Voorlopig is het vooral bijzonder om te vergelijken. En om de blazers eens op afstand te zien. En te horen. Als fagot meende ik wel eens dat de strijkers te veel zeurden over de harde klank van de blazers. Vandaag begreep ik voor het eerst wat ze bedoelden. Die strijkersklank is eigenlijk heel erg zacht en week. En dan klinkt van achter het orkest een muur van geluid. Die blazers zijn inderdaad heel goed te horen. Nee, ze zijn gewoon vaak te hard. Ik weet dat ik daarop zelf zeker geen uitzondering ben.

Het is dan niet zo verwonderlijk dat je als blazer je eigen groep van blazers ook veel beter hoort dan celli hun eigen groep horen. Ik geef toe, deze cellogroep was niet zo getalenteerd en achter ons stond een drumstel. Maar toch. Als fagot hoor ik altijd alle blazers om me heen, als groep en individueel. Binnen die kakofonie kan ik mezelf heel goed horen. Ik hoor wanneer ik vals speel, ik hoor wanneer het me niet lukt om daar iets aan te doen. Binnen de cellogroep hoor je jezelf veel en veel slechter. Mijn ervaren buurvrouw bevestigde het: “Je hoort wel dat er iemand vals speelt, maar het is soms moeilijk om te bepalen of jij dat bent, of je achterbuurvrouw.” Omdat ik minder ervaren ben hoorde ik soms pijnlijk goed dat ik pijnlijk vals speelde. Maar als ik ergens in de buurt van zuiver kwam, ging mijn eigen geluid in feite ten onder in de groep.

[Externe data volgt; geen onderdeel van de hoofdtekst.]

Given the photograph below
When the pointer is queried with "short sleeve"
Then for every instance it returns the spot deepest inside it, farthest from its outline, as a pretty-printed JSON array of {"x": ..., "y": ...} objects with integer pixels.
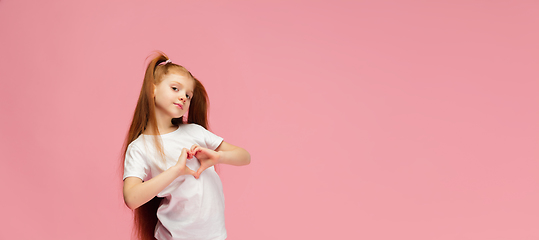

Er zijn meer verschillen. Blazers zijn allemaal nogal individualistisch en sommigen zijn nogal aanwezig. Fagotten vormen daarop geen uitzondering. Het is ondenkbaar dat de blazers een aanvoerder zouden hebben. Die hebben ze naar mijn ervaring ook nooit. Zo’n cellogroep is rustiger, aardiger, maar ook onzichtbaarder. De alten-mop ‘Wat doe je met een dode alt? Die zet je een lessenaar naar achteren’, gaat wel een beetje op voor alle strijkers. Misschien afgezien van de eerste violen die wel altijd strijden om lessenaars en om stoelen. Juist omdat de cellogroep zo vriendelijk bezig is om allemaal een beetje gelijk te spelen, is er wel een aanvoerder. Mijn aanvoerder van vandaag was zo’n aanvoerder. Geen dominant gedrag, maar alleen vriendelijke woorden. Dat het goed ging, dat we daar misschien een opstreek moeten doen en dat de eerste lessenaar daar bij het diviseren beter de moeilijke onderste partij kan spelen.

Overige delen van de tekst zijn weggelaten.